PARRISH, P.J., and BATES, C.J., concur.
NOTES
[1] Unless otherwise stated, all rule references are to Missouri Court Rules (2005) and all statutory references are to RSMo 2000.
[2] Murphy interpreted the provisions of Rule 73.01(c). The provisions of that Rule now appear in essentially the same form in Rule 84.13(d).
[3] The parties have two children, Ankur Tarneja, born November 3, 1981, and Neel Tarneja, born October 26, 1982. There are no issues in this appeal relating either to custody or child support.
[4] The dissolution action was tried to the court on May 6-7, 2003; August 14-15, 2003; and, January 6, 2004, with final judgment being entered by the trial court on June 23, 2004.
[5] In its judgment, the trial court awarded the amount of $368,614.00, the amount of the promissory note, to Husband as marital property.
[6] The same statement reflects that there had been withdrawals totaling $112,275.00 during that year.
[7] We note that Husband controlled the account at issue, but was unable to detail all of the various withdrawals from that particular account, and could not explain why the value of the account fluctuated between July of 2003 and November of 2003.
[8] The issue in this point relied on arises in no small part because of delays attendant to the trial of the instant litigation. As previously set out, trial to the court took place during three, separate periods of time over the course of eight months, with a final judgment entered some thirteen months after the commencement of trial. It is this Court's view that this practice is unfair to the litigants and is not encouraged.

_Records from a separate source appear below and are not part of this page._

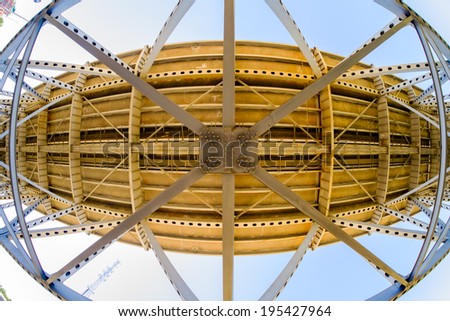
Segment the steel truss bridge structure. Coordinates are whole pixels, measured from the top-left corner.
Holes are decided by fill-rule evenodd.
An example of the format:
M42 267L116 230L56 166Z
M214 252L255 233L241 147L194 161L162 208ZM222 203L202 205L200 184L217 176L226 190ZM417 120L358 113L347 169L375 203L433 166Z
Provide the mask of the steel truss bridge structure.
M184 300L166 251L220 255L224 300L235 255L293 252L260 298L274 300L305 254L343 242L390 284L369 299L395 300L448 254L450 47L406 4L376 0L395 19L340 57L310 48L281 0L265 3L298 46L236 41L234 0L223 41L166 45L195 2L180 0L152 46L118 56L64 17L77 2L49 4L0 54L0 244L58 298L87 300L65 282L117 240L151 249ZM97 61L31 60L46 25ZM361 63L403 28L426 61ZM33 239L83 232L98 238L46 270ZM421 242L410 272L368 233Z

[9] Wife presented evidence showing that her current, average monthly expenses totaled $9,495.00. There is evidence in the record showing that Husband earns an average annual income in excess of $475,000.00 annually.
[10] See also Fischer v. Fischer, 66 S.W.3d 43, 44 (Mo.App.2001); Jung v. Jung, 886 S.W.2d 737, 740 (Mo.App.1994); In re Marriage of Novak, 83 S.W.3d 597 (Mo.App.2002); Cohen v. Cohen, 73 S.W.3d 39 (Mo.App.2002); N.M.O., 115 S.W.3d at 857; Muenz v. Muenz, 99 S.W.3d 4, 9 (Mo.App.2002).
[11] Wife was awarded Smith Barney account # XXX-XXXXX-XX valued at $668,495.00; Smith Barney account # XXX-XXXXX-XX valued at $111,870.00; Wood and Huston account # XXXXX valued at $30,470.00; and, Wood and Huston account # XXXXXX valued at $1,933.00. The total value of these accounts equals $812,768.00.
[12] Wife was awarded Smith Barney account # XXX-XXXXX which was valued at $72,759.00 and $450,000.00 in the form of a Qualified Domestic Relations Order from Smith Barney IRA account # XXX-Xf397-19.